Quais os impactos sociais da atual crise ambiental e quais os cenários para os próximos 20 anos?
Vivemos uma época de contradição em relação ao conceito de desenvolvimento. Relatórios globais apontam que, nos últimos 50 anos, a humanidade degradou o planeta Terra mais do que em toda nossa história pregressa; mais do que nos últimos 12 mil anos, quando teve início a agricultura, que foi a nossa primeira forma de produção econômica e social; mais do que nos últimos 200 anos, quando ocorreu a revolução industrial. Essa degradação compreende a perda de florestas e de biodiversidade; a poluição em todos os níveis da atmosfera, provocando desde buracos na camada de ozônio até as mudanças climáticas; a presença de poluentes de persistência nos solos, nas águas e na atmosfera, que estarão presentes no ambiente por décadas ou séculos; dentre muitas outras consequências irreversíveis. Ao mesmo tempo, o século 20 concentra inúmeras conquistas significativas para a saúde: reduzimos drasticamente a mortalidade infantil global, embora as taxas mantenham-se altas em bolsões de pobreza, presentes inclusive no Brasil; mais do que dobramos a expectativa de vida, que no início do século 20 era de 30 a 35 anos e hoje está em torno de 70 a 80 anos, dependendo do país; reduzimos e até eliminamos doenças. Então, o atual modelo de desenvolvimento degradou recursos naturais de um modo jamais visto, mas contribuiu, em parte, para conquistas que seriam inimagináveis há alguns anos. Isso nos coloca diante de um paradoxo.
No entanto, em longo prazo, o comprometimento dos ecossistemas do planeta e de seus recursos naturais causará um “efeito bumerangue”, que pode transformar todo esse sucesso em algo ilusório e temporário – como uma janela que se abriu e em breve se fechará. Essa percepção torna-se clara se considerarmos que nós, seres humanos, somos seres biológicos e dependemos dos sistemas de suporte à vida – da biodiversidade, dos solos, dos ciclos das águas, do clima – para sobreviver. No início do século 20 éramos, aproximadamente, 1,7 bilhão de habitantes no planeta. Hoje nós somos mais de 7 bilhões de seres humanos; aumentamos em quase quatro vezes a população da Terra. E não é apenas mais gente consumindo; o consumo per capta de recursos aumentou significativamente. Hoje cada um de nós consome muito mais água, energia, produtos químicos e gera muito mais resíduos e poluentes do que uma pessoa no início do século 20. Somos mais pessoas, demandando mais recursos naturais e poluindo mais. E a tendência é que esse processo se intensifique.

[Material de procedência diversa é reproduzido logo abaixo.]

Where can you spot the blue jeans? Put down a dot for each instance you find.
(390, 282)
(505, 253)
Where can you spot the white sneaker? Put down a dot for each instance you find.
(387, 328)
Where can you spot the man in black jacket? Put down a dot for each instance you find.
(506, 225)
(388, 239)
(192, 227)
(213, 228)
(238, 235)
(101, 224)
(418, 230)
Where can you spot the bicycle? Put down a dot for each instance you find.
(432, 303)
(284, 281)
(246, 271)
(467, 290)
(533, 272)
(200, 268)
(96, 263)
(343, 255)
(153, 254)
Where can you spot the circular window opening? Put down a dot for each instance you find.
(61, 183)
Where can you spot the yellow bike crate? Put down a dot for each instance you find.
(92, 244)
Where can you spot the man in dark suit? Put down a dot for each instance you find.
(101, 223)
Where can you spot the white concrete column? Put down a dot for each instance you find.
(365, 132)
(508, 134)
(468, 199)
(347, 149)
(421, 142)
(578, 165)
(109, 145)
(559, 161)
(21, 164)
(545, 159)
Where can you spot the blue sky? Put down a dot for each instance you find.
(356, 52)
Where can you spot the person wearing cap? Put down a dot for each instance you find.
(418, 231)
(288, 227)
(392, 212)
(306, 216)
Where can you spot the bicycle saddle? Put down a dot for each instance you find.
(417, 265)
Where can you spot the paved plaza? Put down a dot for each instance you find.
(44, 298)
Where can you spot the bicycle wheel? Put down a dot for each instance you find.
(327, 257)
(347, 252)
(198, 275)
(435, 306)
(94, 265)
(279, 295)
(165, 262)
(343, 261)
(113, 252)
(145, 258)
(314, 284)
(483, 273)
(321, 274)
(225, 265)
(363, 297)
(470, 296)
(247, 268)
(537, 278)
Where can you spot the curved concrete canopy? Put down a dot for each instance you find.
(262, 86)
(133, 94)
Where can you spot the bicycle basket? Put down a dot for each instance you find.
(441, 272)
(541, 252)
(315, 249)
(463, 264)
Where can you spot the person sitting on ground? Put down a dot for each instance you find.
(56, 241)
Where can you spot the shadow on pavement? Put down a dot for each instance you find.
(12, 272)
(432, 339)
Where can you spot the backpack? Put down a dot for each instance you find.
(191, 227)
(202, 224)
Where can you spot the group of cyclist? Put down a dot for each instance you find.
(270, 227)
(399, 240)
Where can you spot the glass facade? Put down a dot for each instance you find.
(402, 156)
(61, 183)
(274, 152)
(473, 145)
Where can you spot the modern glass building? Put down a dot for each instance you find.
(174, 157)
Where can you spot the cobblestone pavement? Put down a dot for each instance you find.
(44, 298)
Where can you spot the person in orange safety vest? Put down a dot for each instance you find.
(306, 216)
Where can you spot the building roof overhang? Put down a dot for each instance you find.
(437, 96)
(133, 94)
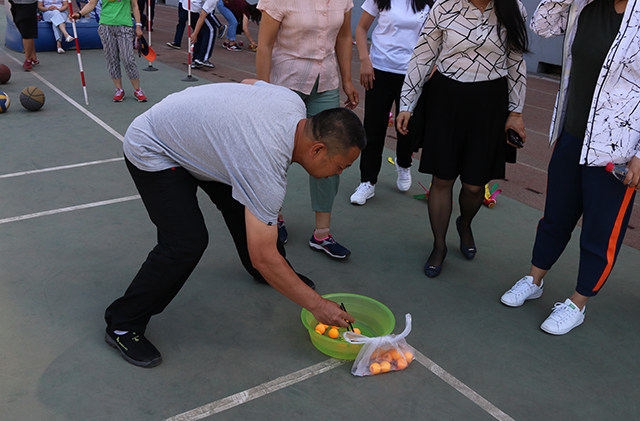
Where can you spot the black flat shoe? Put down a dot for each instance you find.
(432, 271)
(468, 252)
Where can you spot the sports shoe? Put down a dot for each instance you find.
(223, 31)
(404, 177)
(329, 246)
(134, 348)
(232, 46)
(283, 235)
(119, 96)
(522, 291)
(363, 192)
(140, 95)
(564, 317)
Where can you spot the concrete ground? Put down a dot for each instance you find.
(73, 233)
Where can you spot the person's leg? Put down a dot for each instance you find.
(170, 199)
(125, 36)
(378, 102)
(607, 205)
(208, 37)
(182, 24)
(470, 200)
(563, 205)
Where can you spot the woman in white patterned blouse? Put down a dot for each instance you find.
(470, 51)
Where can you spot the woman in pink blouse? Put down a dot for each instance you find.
(305, 45)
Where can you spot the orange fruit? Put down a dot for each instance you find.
(374, 368)
(402, 364)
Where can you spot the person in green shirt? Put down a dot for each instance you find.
(117, 34)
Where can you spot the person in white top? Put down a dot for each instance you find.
(474, 96)
(382, 72)
(55, 12)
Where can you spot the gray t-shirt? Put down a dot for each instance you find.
(236, 134)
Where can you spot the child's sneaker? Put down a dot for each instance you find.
(522, 291)
(283, 235)
(329, 246)
(233, 47)
(119, 96)
(564, 317)
(363, 192)
(140, 95)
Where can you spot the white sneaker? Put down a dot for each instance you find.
(564, 317)
(522, 291)
(363, 192)
(404, 177)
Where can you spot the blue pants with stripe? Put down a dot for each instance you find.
(605, 204)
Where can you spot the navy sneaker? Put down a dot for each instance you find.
(283, 235)
(135, 348)
(329, 246)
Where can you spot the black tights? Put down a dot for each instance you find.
(440, 198)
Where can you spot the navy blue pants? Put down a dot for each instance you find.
(605, 204)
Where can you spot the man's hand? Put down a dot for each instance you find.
(352, 95)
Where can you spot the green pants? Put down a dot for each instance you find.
(323, 191)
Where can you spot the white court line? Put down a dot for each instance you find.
(68, 209)
(306, 373)
(258, 391)
(72, 102)
(63, 167)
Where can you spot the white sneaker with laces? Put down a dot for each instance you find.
(522, 291)
(564, 317)
(404, 177)
(363, 192)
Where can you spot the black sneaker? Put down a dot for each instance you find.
(135, 348)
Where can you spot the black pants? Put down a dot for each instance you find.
(170, 199)
(377, 104)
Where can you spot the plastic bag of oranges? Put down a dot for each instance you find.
(382, 354)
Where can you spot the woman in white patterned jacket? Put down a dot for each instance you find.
(475, 94)
(596, 121)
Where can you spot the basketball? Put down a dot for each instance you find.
(4, 102)
(32, 98)
(5, 74)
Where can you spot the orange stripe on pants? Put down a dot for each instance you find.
(613, 240)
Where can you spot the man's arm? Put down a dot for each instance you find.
(261, 241)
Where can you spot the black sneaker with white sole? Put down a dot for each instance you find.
(135, 348)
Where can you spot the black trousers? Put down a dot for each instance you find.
(377, 104)
(170, 199)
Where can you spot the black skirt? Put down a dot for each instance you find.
(462, 130)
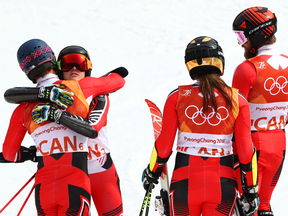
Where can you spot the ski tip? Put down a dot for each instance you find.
(149, 102)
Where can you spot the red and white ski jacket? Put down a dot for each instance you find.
(90, 87)
(263, 81)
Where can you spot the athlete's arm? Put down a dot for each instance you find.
(15, 135)
(244, 143)
(102, 85)
(56, 94)
(164, 143)
(98, 112)
(244, 78)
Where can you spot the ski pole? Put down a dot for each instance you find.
(147, 197)
(26, 200)
(17, 193)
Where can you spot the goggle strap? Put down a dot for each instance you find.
(206, 53)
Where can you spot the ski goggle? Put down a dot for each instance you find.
(81, 62)
(213, 61)
(241, 37)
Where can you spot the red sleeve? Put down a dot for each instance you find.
(164, 143)
(242, 132)
(99, 111)
(102, 85)
(15, 134)
(244, 77)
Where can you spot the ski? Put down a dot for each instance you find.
(161, 202)
(3, 160)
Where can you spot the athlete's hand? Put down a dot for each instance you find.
(250, 200)
(46, 112)
(148, 177)
(56, 94)
(27, 154)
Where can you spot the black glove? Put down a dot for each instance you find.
(149, 177)
(250, 196)
(56, 94)
(46, 112)
(27, 154)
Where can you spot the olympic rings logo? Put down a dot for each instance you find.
(276, 85)
(212, 115)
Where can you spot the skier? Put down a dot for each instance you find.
(61, 153)
(206, 114)
(262, 79)
(105, 183)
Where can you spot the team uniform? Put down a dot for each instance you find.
(203, 179)
(62, 184)
(262, 80)
(102, 172)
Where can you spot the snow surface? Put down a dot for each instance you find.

Como o atual modelo de desenvolvimento influencia a dinâmica de uso de recursos naturais e de preservação ou degradação ambiental?
O modelo hegemônico de desenvolvimento, adotado em termos planetários, gera e se alimenta de desigualdades: 20% da população mundial consomem 80% dos bens produzidos; enquanto 80% de todas as pessoas do mundo têm acesso, apenas, a 20% de tudo o que é produzido. Se, na lógica deste modelo de desenvolvimento, a qualidade de vida e saúde está associada ao nível de consumo, e se o padrão de consumo considerado ideal é o europeu ou norte-americano, muito rapidamente precisaremos de quatro planetas Terra para atender uma população global com o mesmo padrão de consumo de um cidadão médio da Europa ou dos Estados Unidos. Então, temos uma conta que não fecha, do ponto de vista da degradação presente, futura e, sobretudo, se quisermos enfrentar as desigualdades sociais e oferecer, para toda a população mundial, um padrão de vida equiparado aos desses países. Isso é impensável.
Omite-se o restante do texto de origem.